Mr Cairns lives in a marginal seat. Mr David Fawcett, the member for Wakefield, is his local member and voted for the legislation which put Mr Cairns in such a difficult situation. The government was still maintaining as late as July—just a couple of months ago—that there have been improvements in work and family balance as a result of its legislation. I said to the students of Trinity College and I will say to anyone that listens that this is simply not true. There will never be that kind of equality between all employers and employees. We do recognise that some employees have the skill levels that employers need and have a better ability to negotiate their own conditions. We do recognise that there are very good employers who will encourage employees and provide the flexibility and family-friendly environment that we would all like.

But we also know that there are many, many examples of the kind that Mr Cairns encountered, where arbitrary decisions are made by employers. We now know that the mechanisms that the government has put in place to give some protection to those employees are not working. They certainly did not work in Mr Cairns’s case. If Mr Cairns had a union or some other body to represent him, then he would have been able to take that case to the union and be assisted, but instead he had to go through several different organisations. Many a more easily put-off person might have been very much deterred after having gone to the Legal Services Commission and the Office of Workplace Services. Fortunately, he went to his state member, Michael O’Brien, who then referred the matter to my office, where we were able to assist Mr Cairns with redressing this situation.

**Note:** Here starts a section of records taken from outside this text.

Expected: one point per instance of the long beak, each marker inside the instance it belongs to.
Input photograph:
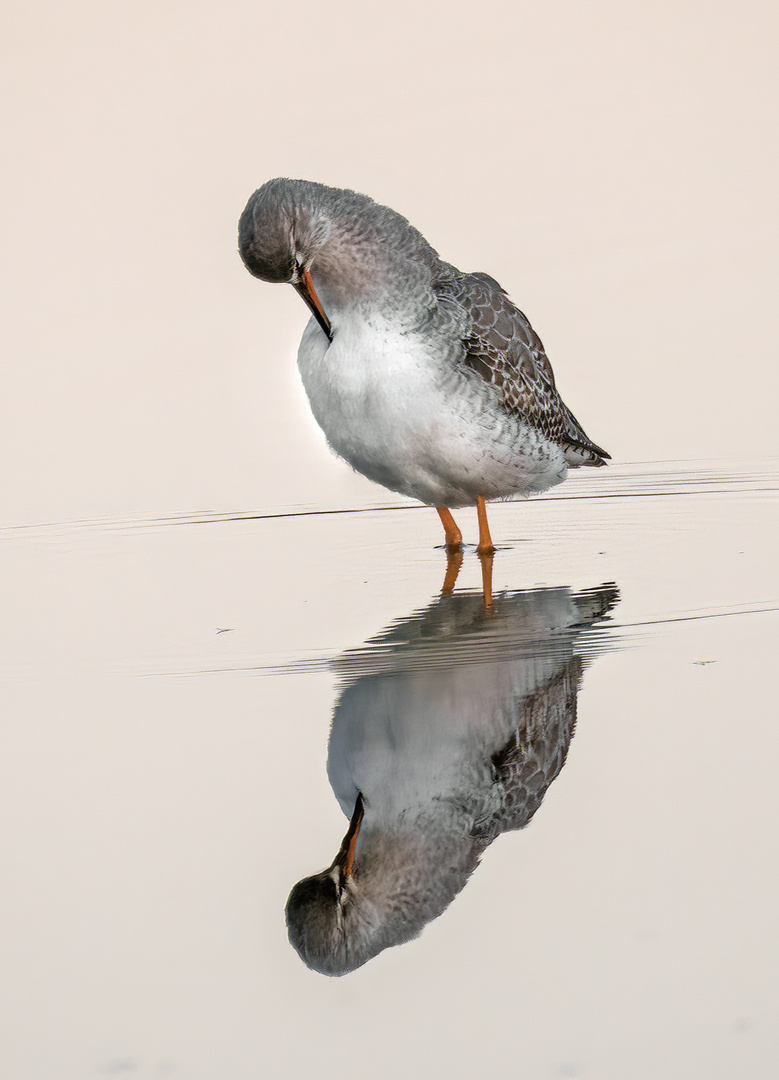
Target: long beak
(345, 859)
(305, 287)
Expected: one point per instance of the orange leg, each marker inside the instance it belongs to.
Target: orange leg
(454, 537)
(485, 541)
(454, 562)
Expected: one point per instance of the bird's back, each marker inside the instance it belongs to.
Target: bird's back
(500, 346)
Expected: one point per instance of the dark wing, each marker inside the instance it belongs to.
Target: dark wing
(505, 350)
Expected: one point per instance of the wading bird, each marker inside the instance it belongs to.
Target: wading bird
(425, 379)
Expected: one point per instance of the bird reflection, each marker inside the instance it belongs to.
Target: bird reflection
(450, 729)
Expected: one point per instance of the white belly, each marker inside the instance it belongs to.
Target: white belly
(404, 419)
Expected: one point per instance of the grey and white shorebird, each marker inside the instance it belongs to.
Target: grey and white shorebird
(448, 732)
(425, 379)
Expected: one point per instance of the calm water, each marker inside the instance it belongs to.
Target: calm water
(169, 773)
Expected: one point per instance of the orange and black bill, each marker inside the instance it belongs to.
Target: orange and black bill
(305, 287)
(345, 859)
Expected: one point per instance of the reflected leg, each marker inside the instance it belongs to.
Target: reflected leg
(454, 562)
(486, 562)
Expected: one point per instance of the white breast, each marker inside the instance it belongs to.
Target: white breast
(402, 417)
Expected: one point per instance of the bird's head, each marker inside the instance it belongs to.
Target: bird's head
(327, 918)
(280, 235)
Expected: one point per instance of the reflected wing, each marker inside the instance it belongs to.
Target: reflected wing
(525, 767)
(505, 350)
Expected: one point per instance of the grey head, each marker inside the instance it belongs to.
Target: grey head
(349, 245)
(338, 920)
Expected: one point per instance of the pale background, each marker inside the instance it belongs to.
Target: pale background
(614, 165)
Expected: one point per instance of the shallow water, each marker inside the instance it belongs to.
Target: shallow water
(168, 693)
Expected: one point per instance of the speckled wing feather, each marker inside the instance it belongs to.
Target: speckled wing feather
(528, 763)
(505, 350)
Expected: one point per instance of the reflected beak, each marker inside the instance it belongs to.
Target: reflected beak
(345, 859)
(305, 287)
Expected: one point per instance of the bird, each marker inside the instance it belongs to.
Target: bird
(448, 730)
(426, 379)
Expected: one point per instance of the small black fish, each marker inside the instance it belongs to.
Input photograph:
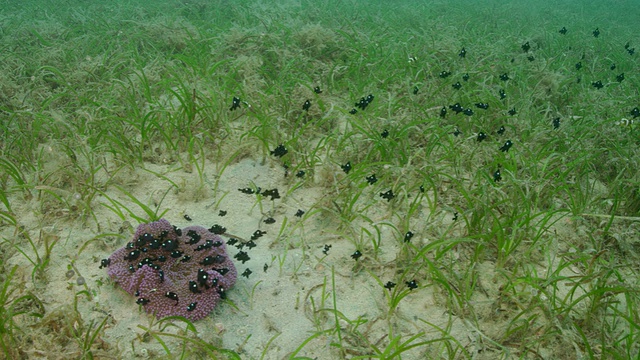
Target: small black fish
(235, 104)
(457, 108)
(172, 296)
(388, 195)
(408, 236)
(133, 255)
(246, 273)
(507, 145)
(272, 193)
(371, 179)
(364, 102)
(279, 151)
(193, 287)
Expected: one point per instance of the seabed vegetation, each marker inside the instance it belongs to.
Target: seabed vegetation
(418, 179)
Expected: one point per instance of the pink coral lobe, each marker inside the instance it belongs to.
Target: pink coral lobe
(174, 272)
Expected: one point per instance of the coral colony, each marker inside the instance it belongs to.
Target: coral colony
(173, 271)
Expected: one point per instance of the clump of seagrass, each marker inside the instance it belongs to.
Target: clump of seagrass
(173, 271)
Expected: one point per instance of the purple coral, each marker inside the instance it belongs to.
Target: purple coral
(173, 271)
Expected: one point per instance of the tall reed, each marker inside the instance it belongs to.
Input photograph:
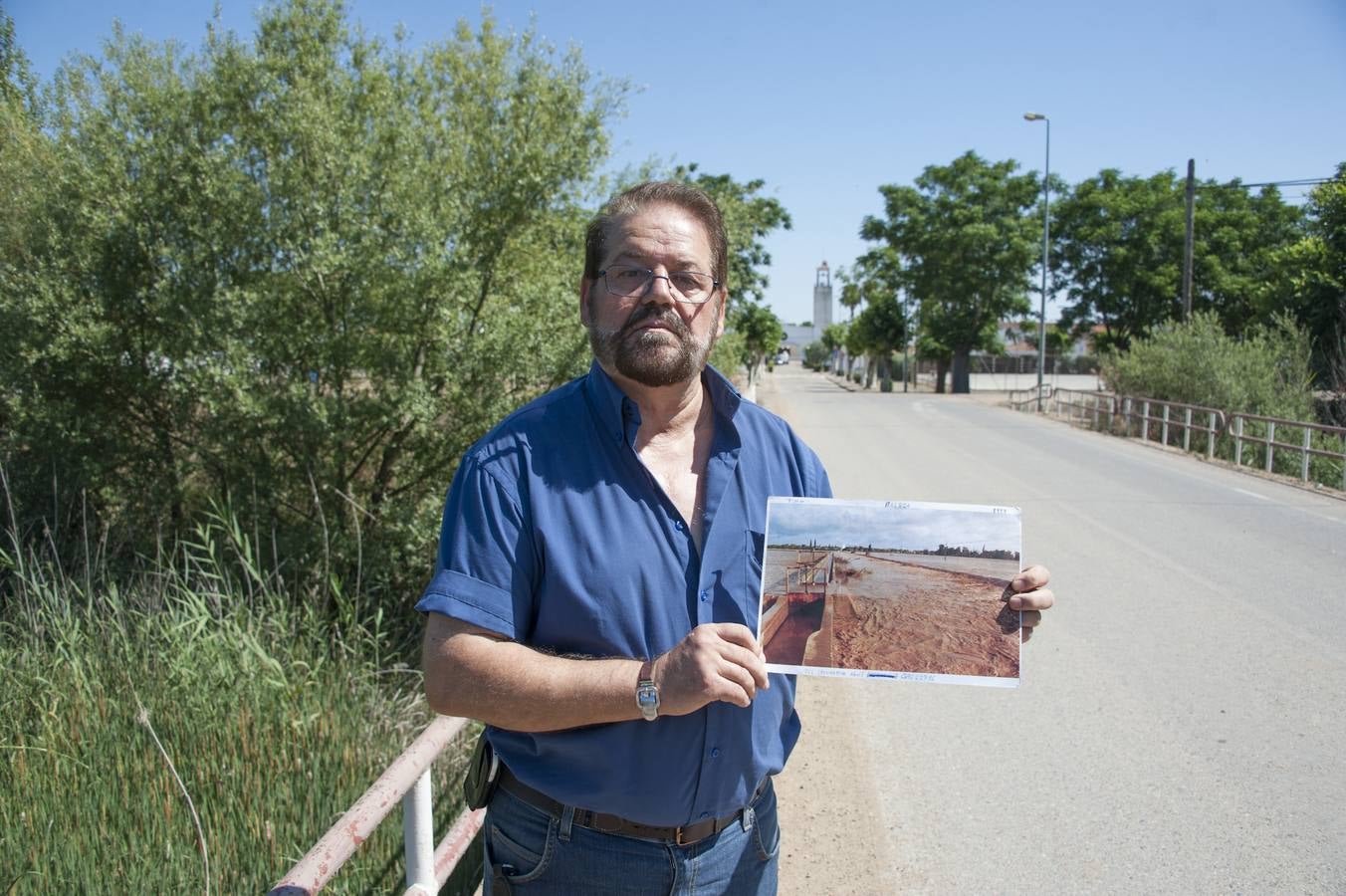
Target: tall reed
(275, 715)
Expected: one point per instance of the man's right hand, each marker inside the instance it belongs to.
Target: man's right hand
(716, 661)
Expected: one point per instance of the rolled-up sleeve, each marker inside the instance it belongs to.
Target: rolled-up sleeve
(486, 565)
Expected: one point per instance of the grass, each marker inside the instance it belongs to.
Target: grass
(193, 713)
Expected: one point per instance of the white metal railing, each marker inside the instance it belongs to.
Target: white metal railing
(1167, 416)
(1304, 448)
(405, 780)
(1155, 420)
(1021, 397)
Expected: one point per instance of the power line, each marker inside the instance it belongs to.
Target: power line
(1302, 182)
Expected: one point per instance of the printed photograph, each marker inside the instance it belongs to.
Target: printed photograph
(891, 589)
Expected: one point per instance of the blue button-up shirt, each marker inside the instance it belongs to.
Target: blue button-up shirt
(557, 536)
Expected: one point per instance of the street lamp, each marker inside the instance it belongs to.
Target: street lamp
(1046, 229)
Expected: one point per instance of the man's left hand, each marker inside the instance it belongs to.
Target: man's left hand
(1031, 594)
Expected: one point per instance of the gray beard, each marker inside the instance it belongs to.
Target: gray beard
(649, 358)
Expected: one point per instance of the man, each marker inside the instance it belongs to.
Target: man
(596, 590)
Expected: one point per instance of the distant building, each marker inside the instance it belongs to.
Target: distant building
(799, 336)
(821, 301)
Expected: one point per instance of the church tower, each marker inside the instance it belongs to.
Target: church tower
(821, 301)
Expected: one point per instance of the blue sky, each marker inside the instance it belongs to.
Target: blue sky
(916, 527)
(828, 102)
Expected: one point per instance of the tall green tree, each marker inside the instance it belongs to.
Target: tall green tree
(1308, 282)
(1120, 246)
(878, 333)
(761, 334)
(299, 274)
(968, 241)
(749, 218)
(1119, 249)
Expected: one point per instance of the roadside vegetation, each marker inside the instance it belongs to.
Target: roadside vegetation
(191, 722)
(259, 295)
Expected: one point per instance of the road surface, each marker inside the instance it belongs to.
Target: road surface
(1182, 716)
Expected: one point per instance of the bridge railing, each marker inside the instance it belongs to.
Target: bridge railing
(1209, 431)
(1021, 398)
(405, 780)
(1330, 441)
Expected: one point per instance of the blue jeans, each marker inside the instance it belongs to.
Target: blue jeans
(544, 853)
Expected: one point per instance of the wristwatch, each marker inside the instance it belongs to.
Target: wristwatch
(647, 693)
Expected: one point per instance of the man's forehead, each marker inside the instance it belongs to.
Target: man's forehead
(658, 228)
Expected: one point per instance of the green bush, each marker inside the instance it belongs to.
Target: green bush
(302, 271)
(275, 717)
(1265, 371)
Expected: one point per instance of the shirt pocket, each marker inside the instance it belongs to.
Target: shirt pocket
(756, 552)
(753, 558)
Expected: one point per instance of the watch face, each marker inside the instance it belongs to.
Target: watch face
(647, 699)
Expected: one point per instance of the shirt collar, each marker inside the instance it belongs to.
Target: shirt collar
(620, 417)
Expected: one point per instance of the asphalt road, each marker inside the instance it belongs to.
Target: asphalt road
(1182, 715)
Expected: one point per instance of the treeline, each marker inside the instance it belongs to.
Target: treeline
(963, 551)
(293, 276)
(960, 252)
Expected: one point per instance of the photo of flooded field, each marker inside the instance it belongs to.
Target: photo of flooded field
(898, 589)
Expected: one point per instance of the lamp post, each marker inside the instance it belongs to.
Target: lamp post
(1046, 229)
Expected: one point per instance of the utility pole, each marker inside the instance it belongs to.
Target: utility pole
(906, 340)
(1046, 229)
(1186, 252)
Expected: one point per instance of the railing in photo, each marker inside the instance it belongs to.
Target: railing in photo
(406, 780)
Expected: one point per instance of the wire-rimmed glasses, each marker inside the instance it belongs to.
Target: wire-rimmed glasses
(630, 282)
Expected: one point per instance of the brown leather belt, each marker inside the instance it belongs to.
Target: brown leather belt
(684, 835)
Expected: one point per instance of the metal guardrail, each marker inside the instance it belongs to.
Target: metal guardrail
(1306, 447)
(1021, 397)
(405, 780)
(1155, 420)
(1167, 416)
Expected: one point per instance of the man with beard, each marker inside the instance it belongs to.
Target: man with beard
(596, 588)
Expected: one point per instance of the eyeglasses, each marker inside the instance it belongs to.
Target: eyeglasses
(687, 286)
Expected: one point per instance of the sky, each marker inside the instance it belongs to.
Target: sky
(910, 525)
(828, 102)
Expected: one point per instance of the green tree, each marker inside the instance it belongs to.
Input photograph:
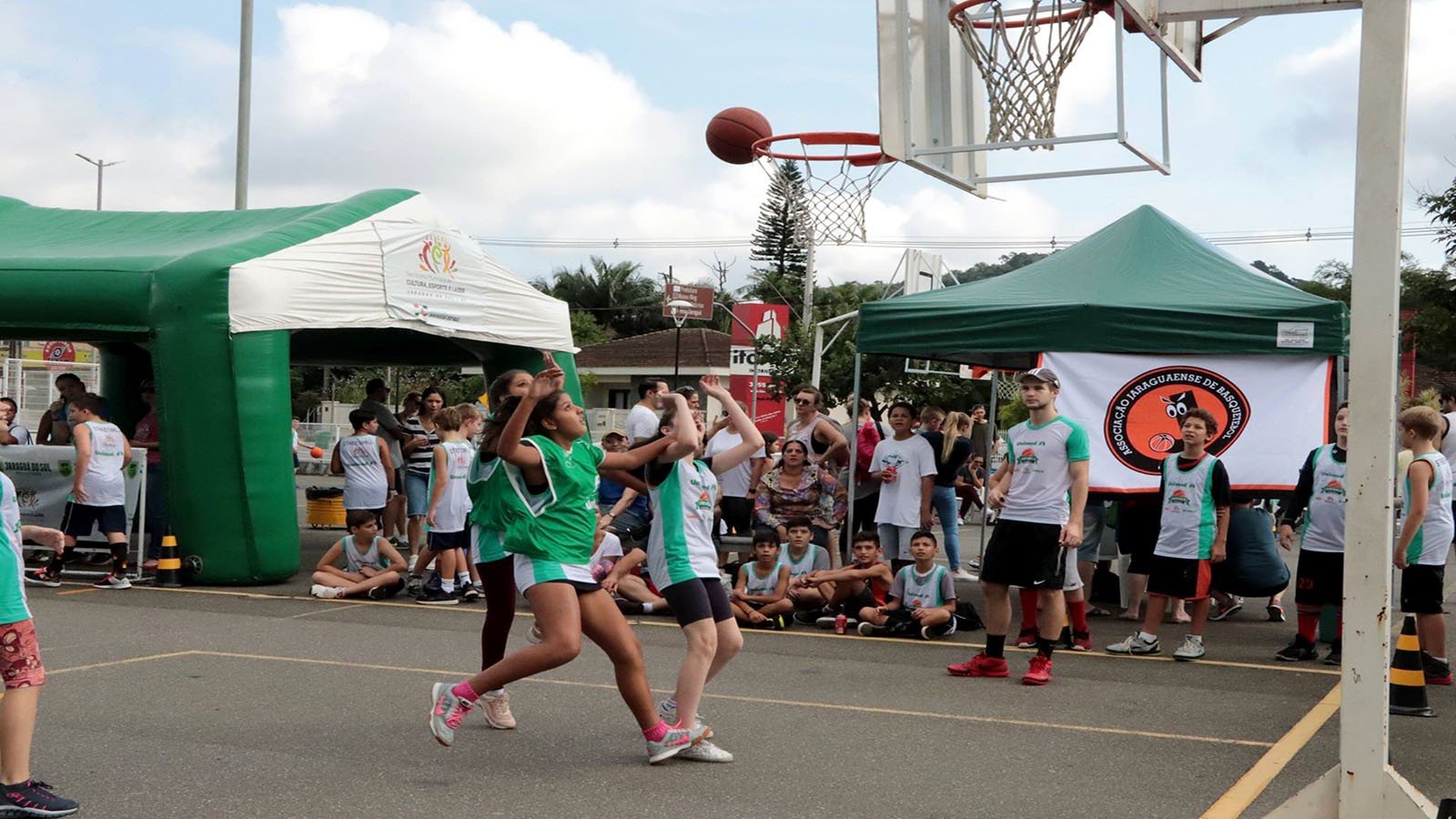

I hope that we will never again have to sit here in this place and be told the kind of nonsense that the Minister for Employment and Workplace Relations, Joe Hockey, put out in his press release about employers now being made to recognise the necessity for work and family balance more. Certainly Mr Hockey is not the only one. In this chamber we have heard Senator Abetz say similar things. An example that I think he used in one instance was in Katanning in Western Australia, where a group of mothers had organised family-friendly hours of work around school times. It is wonderful that that has happened in Katanning. But, if the minister has to go to the small town of Katanning in Western Australia to find an example, then I know that in my electorate of South Australia I will find plenty of examples similar to that of Mr Cairns where it is just not working, as indeed this government is not working. It is well recognised in the polling that is coming out now and in the attitude of many constituents that I have spoken to at doorway and street-corner meetings recently.